Ocean Viking. Richiesto un porto sicuro. Nelle parole dei salvati l'orrore della Libia
A bordo della nave Ocean Viking si è in attesa di un porto sicuro, in linea con le Convenzioni internazionali che riguardano il soccorso in mare: dopo le 21 di domenica sera dalla plancia di comando della nave di Medici senza Frontiere e Sos Mediterranee è stata inviata la richiesta alle autorità competenti. Una email indirizzata alle centrali di soccorso, in particolare l'Mrcc de La Valletta e di Roma, la cui risposta potrebbe sbloccare il destino delle 104 persone a bordo soccorse venerdì scorso.

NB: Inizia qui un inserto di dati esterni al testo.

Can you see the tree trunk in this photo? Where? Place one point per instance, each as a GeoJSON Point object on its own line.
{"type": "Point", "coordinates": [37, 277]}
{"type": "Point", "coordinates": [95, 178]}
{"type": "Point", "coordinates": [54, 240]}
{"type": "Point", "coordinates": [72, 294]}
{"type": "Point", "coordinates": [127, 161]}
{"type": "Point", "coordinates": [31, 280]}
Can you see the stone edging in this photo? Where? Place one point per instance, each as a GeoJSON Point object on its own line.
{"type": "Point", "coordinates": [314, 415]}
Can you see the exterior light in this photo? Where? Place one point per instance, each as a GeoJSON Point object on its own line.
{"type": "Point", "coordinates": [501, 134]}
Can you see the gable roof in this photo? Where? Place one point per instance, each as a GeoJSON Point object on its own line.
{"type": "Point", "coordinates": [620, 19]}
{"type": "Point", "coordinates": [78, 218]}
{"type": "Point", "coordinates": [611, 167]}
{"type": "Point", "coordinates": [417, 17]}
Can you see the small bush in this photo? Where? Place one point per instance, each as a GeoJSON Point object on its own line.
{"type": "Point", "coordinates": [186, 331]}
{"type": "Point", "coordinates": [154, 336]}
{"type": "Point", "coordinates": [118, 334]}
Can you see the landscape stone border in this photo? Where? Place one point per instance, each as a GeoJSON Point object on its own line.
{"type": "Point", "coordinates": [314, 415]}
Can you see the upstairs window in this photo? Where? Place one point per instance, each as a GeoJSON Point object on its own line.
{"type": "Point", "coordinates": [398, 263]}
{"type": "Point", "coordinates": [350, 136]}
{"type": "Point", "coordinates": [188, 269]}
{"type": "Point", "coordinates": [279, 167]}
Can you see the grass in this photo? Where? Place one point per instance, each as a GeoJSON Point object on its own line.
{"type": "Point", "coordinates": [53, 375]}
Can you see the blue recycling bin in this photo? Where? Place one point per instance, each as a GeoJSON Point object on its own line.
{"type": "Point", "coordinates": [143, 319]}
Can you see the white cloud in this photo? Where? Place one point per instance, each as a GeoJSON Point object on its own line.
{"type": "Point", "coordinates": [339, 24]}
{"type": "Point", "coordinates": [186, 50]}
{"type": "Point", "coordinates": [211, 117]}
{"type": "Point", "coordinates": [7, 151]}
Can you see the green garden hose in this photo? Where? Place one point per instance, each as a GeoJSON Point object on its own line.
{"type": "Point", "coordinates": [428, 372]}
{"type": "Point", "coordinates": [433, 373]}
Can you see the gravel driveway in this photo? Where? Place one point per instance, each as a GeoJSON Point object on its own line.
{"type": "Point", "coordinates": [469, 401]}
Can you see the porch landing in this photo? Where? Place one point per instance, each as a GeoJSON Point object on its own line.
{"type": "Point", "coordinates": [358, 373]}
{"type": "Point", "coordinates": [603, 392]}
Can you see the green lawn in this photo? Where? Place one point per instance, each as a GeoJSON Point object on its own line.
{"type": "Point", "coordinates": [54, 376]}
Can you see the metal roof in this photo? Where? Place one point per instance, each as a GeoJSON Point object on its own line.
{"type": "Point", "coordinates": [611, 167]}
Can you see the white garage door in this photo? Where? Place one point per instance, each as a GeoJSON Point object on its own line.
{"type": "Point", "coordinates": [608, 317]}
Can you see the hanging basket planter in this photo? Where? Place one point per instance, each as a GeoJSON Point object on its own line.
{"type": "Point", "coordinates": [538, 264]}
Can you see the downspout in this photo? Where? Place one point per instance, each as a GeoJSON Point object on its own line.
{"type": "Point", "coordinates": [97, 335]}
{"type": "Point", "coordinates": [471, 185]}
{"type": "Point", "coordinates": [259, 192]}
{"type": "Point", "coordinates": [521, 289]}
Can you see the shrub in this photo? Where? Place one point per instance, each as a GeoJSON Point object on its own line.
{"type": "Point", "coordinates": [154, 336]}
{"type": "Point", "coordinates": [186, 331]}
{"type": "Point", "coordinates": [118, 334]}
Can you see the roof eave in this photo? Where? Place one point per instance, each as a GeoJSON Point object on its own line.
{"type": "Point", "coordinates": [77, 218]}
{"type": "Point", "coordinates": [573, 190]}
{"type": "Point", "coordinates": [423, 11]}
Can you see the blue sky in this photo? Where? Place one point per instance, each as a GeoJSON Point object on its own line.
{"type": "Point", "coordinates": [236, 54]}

Tripoli era già stato indicato come porto di approdo dalla cosiddetta Guardia costiera libica, ma è stato rifiutato dalla Ocean Viking, non considerato sicuro dall'Onu e dalle leggi che regolano il diritto del mare. E che la Libia faccia orrore al solo ricordo, lo si capisce ascoltando le testimonianze dei sopravvissuti: dopo il primo giorno di cure e riposo sulla nave umanitaria, le forze lentamente riaffiorano e con loro le parole: "E' più facile morire in mare che vivere in Libia - ha raccontato uno dei giovani soccorsi proveniente dalla Costa d'Avorio -: lì siamo come merce di scambio: sono stato venduto per 2000 dinari libici", (circa 1.300 euro, ndr). L'orrore è personale, è indiretto, è tutto intorno: si vedono gli amici infilati in dei buchi nel pavimento e picchiati a sangue, in altri casi cosparsi di benzina, incendiati e lasciati là a morire, senza cure né medicine, come ha raccontato un altro dei sopravvissuti alla prigione di Bani Walid. E cosa succede alle sorelle? Alle madri? Alle mogli? All'interno dei centri di detenzione i carcerieri "fanno quello che vogliono delle donne".

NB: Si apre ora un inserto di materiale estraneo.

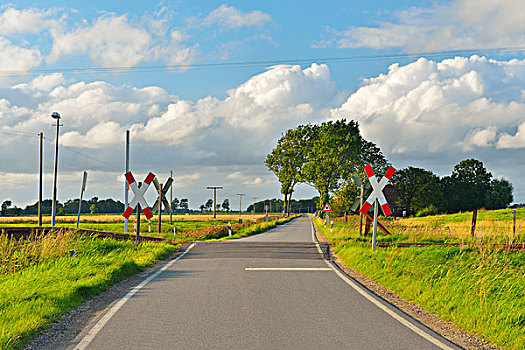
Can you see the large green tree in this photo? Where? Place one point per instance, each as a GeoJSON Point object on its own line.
{"type": "Point", "coordinates": [334, 155]}
{"type": "Point", "coordinates": [415, 189]}
{"type": "Point", "coordinates": [337, 152]}
{"type": "Point", "coordinates": [499, 196]}
{"type": "Point", "coordinates": [289, 157]}
{"type": "Point", "coordinates": [467, 187]}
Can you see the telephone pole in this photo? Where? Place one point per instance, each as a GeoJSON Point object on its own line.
{"type": "Point", "coordinates": [214, 188]}
{"type": "Point", "coordinates": [55, 116]}
{"type": "Point", "coordinates": [171, 199]}
{"type": "Point", "coordinates": [40, 181]}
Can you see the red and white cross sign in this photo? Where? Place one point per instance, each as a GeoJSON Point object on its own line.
{"type": "Point", "coordinates": [139, 195]}
{"type": "Point", "coordinates": [377, 192]}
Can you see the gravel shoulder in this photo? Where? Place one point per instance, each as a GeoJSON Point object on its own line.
{"type": "Point", "coordinates": [449, 330]}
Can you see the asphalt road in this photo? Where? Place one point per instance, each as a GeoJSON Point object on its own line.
{"type": "Point", "coordinates": [217, 297]}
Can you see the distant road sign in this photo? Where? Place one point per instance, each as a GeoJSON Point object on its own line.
{"type": "Point", "coordinates": [377, 192]}
{"type": "Point", "coordinates": [139, 195]}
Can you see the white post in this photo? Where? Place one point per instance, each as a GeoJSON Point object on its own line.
{"type": "Point", "coordinates": [376, 206]}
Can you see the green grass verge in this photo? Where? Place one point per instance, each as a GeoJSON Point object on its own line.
{"type": "Point", "coordinates": [479, 288]}
{"type": "Point", "coordinates": [44, 282]}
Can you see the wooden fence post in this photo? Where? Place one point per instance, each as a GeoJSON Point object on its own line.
{"type": "Point", "coordinates": [473, 229]}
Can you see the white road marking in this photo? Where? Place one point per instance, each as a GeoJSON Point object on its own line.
{"type": "Point", "coordinates": [380, 305]}
{"type": "Point", "coordinates": [84, 343]}
{"type": "Point", "coordinates": [287, 269]}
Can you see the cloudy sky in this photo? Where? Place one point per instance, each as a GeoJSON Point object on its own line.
{"type": "Point", "coordinates": [206, 88]}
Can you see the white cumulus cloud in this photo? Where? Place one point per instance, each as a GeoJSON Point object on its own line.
{"type": "Point", "coordinates": [429, 106]}
{"type": "Point", "coordinates": [458, 24]}
{"type": "Point", "coordinates": [232, 18]}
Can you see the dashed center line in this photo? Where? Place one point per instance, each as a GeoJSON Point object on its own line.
{"type": "Point", "coordinates": [287, 269]}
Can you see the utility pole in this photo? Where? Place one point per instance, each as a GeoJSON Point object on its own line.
{"type": "Point", "coordinates": [171, 199]}
{"type": "Point", "coordinates": [126, 184]}
{"type": "Point", "coordinates": [55, 116]}
{"type": "Point", "coordinates": [82, 189]}
{"type": "Point", "coordinates": [240, 202]}
{"type": "Point", "coordinates": [40, 180]}
{"type": "Point", "coordinates": [214, 188]}
{"type": "Point", "coordinates": [160, 207]}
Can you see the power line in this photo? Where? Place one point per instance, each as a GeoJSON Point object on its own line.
{"type": "Point", "coordinates": [240, 64]}
{"type": "Point", "coordinates": [16, 132]}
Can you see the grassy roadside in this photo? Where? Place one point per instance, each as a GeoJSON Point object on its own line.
{"type": "Point", "coordinates": [479, 288]}
{"type": "Point", "coordinates": [40, 281]}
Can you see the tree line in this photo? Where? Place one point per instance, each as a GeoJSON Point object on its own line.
{"type": "Point", "coordinates": [327, 155]}
{"type": "Point", "coordinates": [91, 206]}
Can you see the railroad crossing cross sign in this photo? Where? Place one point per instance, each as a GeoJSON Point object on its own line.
{"type": "Point", "coordinates": [362, 189]}
{"type": "Point", "coordinates": [377, 192]}
{"type": "Point", "coordinates": [139, 195]}
{"type": "Point", "coordinates": [165, 189]}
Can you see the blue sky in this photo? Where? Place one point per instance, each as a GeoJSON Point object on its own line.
{"type": "Point", "coordinates": [423, 105]}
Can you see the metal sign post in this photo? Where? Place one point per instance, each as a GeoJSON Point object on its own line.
{"type": "Point", "coordinates": [126, 184]}
{"type": "Point", "coordinates": [84, 180]}
{"type": "Point", "coordinates": [377, 197]}
{"type": "Point", "coordinates": [162, 190]}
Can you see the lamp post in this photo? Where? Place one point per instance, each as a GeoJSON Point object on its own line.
{"type": "Point", "coordinates": [55, 116]}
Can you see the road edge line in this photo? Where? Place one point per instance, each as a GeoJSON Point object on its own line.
{"type": "Point", "coordinates": [84, 343]}
{"type": "Point", "coordinates": [377, 303]}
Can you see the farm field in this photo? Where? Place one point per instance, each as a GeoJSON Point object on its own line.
{"type": "Point", "coordinates": [115, 223]}
{"type": "Point", "coordinates": [492, 227]}
{"type": "Point", "coordinates": [479, 286]}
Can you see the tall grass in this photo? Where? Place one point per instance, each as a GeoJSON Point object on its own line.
{"type": "Point", "coordinates": [17, 255]}
{"type": "Point", "coordinates": [40, 280]}
{"type": "Point", "coordinates": [480, 286]}
{"type": "Point", "coordinates": [492, 227]}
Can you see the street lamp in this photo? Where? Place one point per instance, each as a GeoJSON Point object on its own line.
{"type": "Point", "coordinates": [55, 116]}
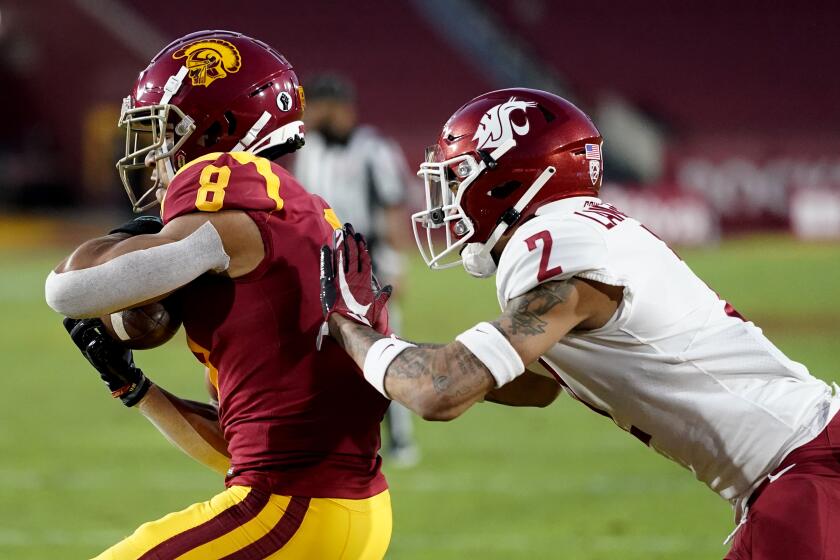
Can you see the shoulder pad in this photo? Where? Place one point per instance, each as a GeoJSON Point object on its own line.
{"type": "Point", "coordinates": [548, 248]}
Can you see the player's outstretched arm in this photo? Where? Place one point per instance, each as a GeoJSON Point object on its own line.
{"type": "Point", "coordinates": [142, 261]}
{"type": "Point", "coordinates": [191, 426]}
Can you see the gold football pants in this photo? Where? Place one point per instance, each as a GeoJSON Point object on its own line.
{"type": "Point", "coordinates": [243, 523]}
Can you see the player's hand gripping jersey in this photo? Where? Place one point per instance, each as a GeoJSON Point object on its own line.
{"type": "Point", "coordinates": [297, 421]}
{"type": "Point", "coordinates": [676, 366]}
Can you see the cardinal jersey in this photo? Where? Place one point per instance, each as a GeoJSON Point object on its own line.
{"type": "Point", "coordinates": [676, 366]}
{"type": "Point", "coordinates": [297, 421]}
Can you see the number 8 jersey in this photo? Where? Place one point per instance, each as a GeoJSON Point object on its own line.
{"type": "Point", "coordinates": [676, 366]}
{"type": "Point", "coordinates": [297, 421]}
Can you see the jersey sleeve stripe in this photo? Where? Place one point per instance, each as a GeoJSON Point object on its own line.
{"type": "Point", "coordinates": [278, 536]}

Dowatier è uno dei giovani della Costa d'Avorio che ce l'ha fatta: dopo tre tentativi in gommone, la detenzione a Beni Walid e Sabha e dopo esser uscito vivo dagli assalti alle gip dei guerriglieri in Mali. "C'erano tre gip per attraversare il deserto e raggiungere l'Algeria: una ha avuto un'incidente e tutti sono morti, sulla seconda altre 5 persone sono morte, sulla terza altri 4 ragazzi hanno perso la vita". "Quando sono arrivato a Ghat, vivo - ha proseguito il giovane -, ho chiamato a casa le mie sorelle e loro hanno urlato di gioia". Allora non immaginavano quanto dolore Dowatier avrebbe dovuto sopportare in quei tre anni di violenze e torture passati in Libia, prima di farcela finalmente, dopo il terzo tentativo con il gommone. Grazie all'intervento questa volta non della cosidetta Guardia Costiera libica, bensì di una nave umanitaria, quella di Msf e Sos Mediterranee che 24 ore fa ha ribadito la sua richiesta ufficiale di un place of safety per far approdare a terra, in sicurezza Dowatier e gli altri 103 soccorsi.

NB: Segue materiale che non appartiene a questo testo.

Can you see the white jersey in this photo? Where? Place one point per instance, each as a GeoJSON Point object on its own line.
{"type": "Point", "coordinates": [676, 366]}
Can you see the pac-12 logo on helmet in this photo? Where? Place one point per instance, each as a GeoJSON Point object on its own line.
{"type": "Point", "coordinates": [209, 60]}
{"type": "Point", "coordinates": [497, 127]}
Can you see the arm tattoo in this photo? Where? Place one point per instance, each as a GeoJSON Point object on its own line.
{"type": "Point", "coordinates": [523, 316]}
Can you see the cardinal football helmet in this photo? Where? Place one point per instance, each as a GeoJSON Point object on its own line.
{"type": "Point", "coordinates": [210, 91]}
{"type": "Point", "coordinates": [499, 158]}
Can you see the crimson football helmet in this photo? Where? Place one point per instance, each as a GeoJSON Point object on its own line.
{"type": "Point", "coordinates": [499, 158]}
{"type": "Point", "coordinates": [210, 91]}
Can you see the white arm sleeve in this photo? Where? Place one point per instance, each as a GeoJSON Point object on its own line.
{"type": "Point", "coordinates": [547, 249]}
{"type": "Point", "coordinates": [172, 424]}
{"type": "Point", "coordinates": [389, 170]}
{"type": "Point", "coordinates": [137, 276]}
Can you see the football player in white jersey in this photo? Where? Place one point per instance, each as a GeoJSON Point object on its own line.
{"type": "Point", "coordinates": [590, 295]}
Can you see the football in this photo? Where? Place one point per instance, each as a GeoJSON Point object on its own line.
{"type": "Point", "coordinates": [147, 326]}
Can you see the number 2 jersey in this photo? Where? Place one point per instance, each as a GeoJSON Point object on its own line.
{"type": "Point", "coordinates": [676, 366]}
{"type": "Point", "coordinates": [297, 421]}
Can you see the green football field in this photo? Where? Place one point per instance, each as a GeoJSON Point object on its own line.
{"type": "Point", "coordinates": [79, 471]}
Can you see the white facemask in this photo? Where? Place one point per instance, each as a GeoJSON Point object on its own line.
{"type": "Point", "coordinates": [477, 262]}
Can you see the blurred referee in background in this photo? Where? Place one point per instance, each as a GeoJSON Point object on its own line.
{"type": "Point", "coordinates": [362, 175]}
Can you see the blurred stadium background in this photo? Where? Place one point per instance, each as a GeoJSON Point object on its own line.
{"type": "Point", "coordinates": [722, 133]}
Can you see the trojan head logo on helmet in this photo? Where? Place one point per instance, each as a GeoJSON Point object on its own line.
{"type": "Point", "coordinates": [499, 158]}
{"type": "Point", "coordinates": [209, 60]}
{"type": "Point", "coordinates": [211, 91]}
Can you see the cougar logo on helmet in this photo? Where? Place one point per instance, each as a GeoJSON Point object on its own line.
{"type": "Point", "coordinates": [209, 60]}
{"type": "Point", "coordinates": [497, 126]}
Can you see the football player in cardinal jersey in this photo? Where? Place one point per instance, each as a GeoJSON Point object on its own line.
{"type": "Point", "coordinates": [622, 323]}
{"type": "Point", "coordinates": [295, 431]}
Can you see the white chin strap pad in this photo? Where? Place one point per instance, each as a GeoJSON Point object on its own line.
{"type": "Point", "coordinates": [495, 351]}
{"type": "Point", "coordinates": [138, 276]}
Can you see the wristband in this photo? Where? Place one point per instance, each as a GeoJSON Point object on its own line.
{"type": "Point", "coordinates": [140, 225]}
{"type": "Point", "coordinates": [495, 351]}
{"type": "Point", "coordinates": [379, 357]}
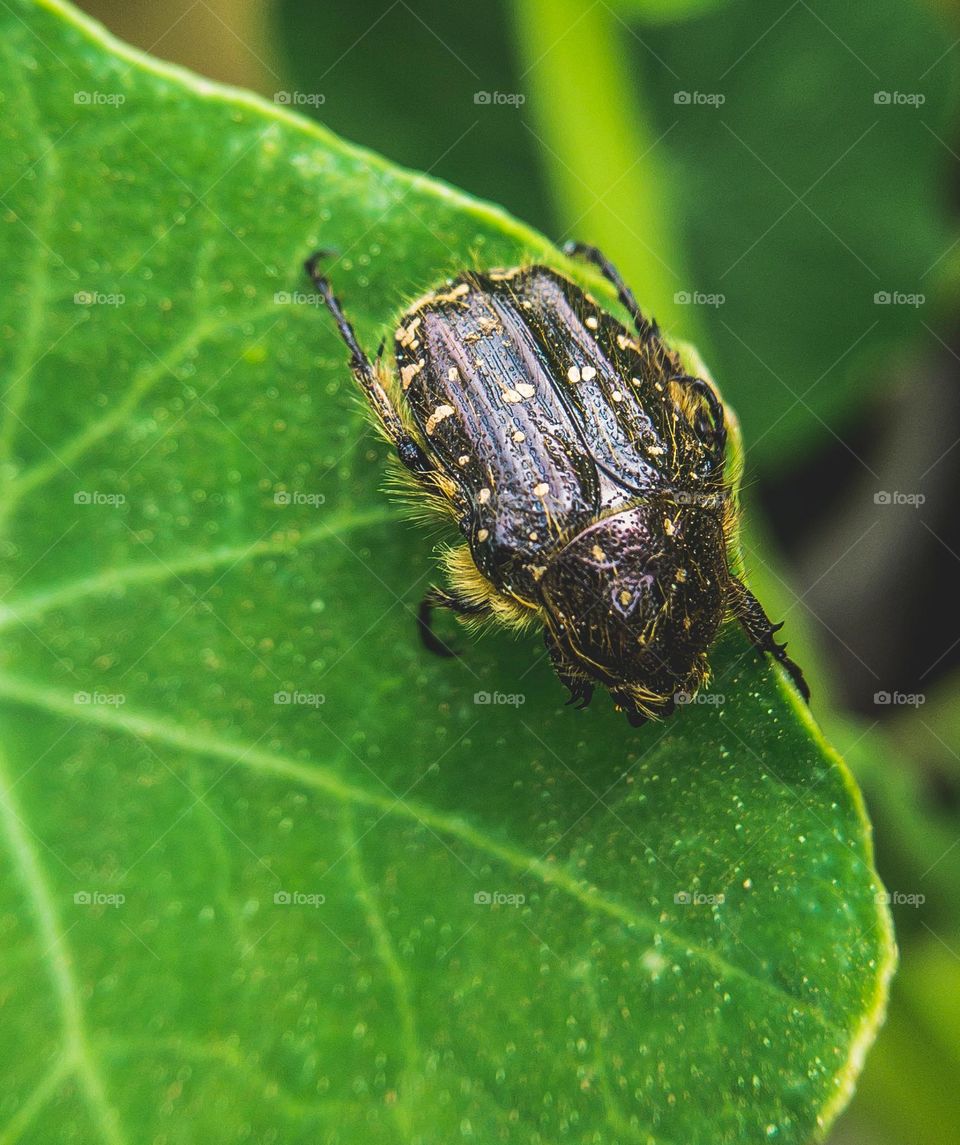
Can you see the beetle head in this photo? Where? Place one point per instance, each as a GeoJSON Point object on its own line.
{"type": "Point", "coordinates": [636, 599]}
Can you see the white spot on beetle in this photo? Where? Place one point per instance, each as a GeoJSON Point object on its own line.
{"type": "Point", "coordinates": [408, 337]}
{"type": "Point", "coordinates": [437, 417]}
{"type": "Point", "coordinates": [408, 372]}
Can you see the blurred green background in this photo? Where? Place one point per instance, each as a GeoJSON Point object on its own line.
{"type": "Point", "coordinates": [779, 182]}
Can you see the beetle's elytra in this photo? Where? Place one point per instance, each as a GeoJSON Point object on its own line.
{"type": "Point", "coordinates": [584, 470]}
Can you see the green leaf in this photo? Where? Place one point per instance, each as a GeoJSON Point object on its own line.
{"type": "Point", "coordinates": [233, 918]}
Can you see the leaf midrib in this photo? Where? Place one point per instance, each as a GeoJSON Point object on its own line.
{"type": "Point", "coordinates": [323, 778]}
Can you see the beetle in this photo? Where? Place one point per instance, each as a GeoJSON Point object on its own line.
{"type": "Point", "coordinates": [584, 470]}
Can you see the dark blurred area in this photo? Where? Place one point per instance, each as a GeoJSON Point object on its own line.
{"type": "Point", "coordinates": [779, 182]}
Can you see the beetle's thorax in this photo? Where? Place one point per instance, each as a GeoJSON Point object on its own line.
{"type": "Point", "coordinates": [639, 593]}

Fleur e le altre donne sole soccorse sulla Ocean Viking: le loro testimonianze
Le partenze nel Mediterraneo centrale, nel frattempo, non si sono fermate e di riflesso era salita anche la tensione nell'equipaggio della Ocean Viking che fino a domenica aveva continuato a pattugliare le coste libiche, prima di puntare lo scafo verso Nord, per posizionarsi tra Malta e Lampedusa e attendere istruzioni. Nella notte di domenica Alarm Phone, il call center informale che raccoglie le chiamate di emergenza dei gommoni in distress in mare, aveva diramato la posizione di un'altra barca in avaria che si trovava a circa 70 miglia a Nord dalla Ocean Viking, troppo distante per arrivare in tempo a prestare soccorso. La conferma, triste per il destino delle persone a bordo, è arrivata - come spesso accade nell'assenza totale di coordinamento dei soccorsi in mare - solo 10 ore dopo. Entrambi i gommoni intercettati dalla cosiddetta Guardia costiera libica: a bordo del primo 126 persone migranti, tra cui 4 donne e 4 minori, a 50 miglia a Nord Est di Garabuli, mentre sull'altro altri 89 profughi che si trovavano a 75 miglia a Nord Est di Khoms sono stati ugualmente intercettati e riportati indietro in quello stesso inferno libico fatto di torture e violenze, raccontato dai 104 salvati dalla Ocean Viking.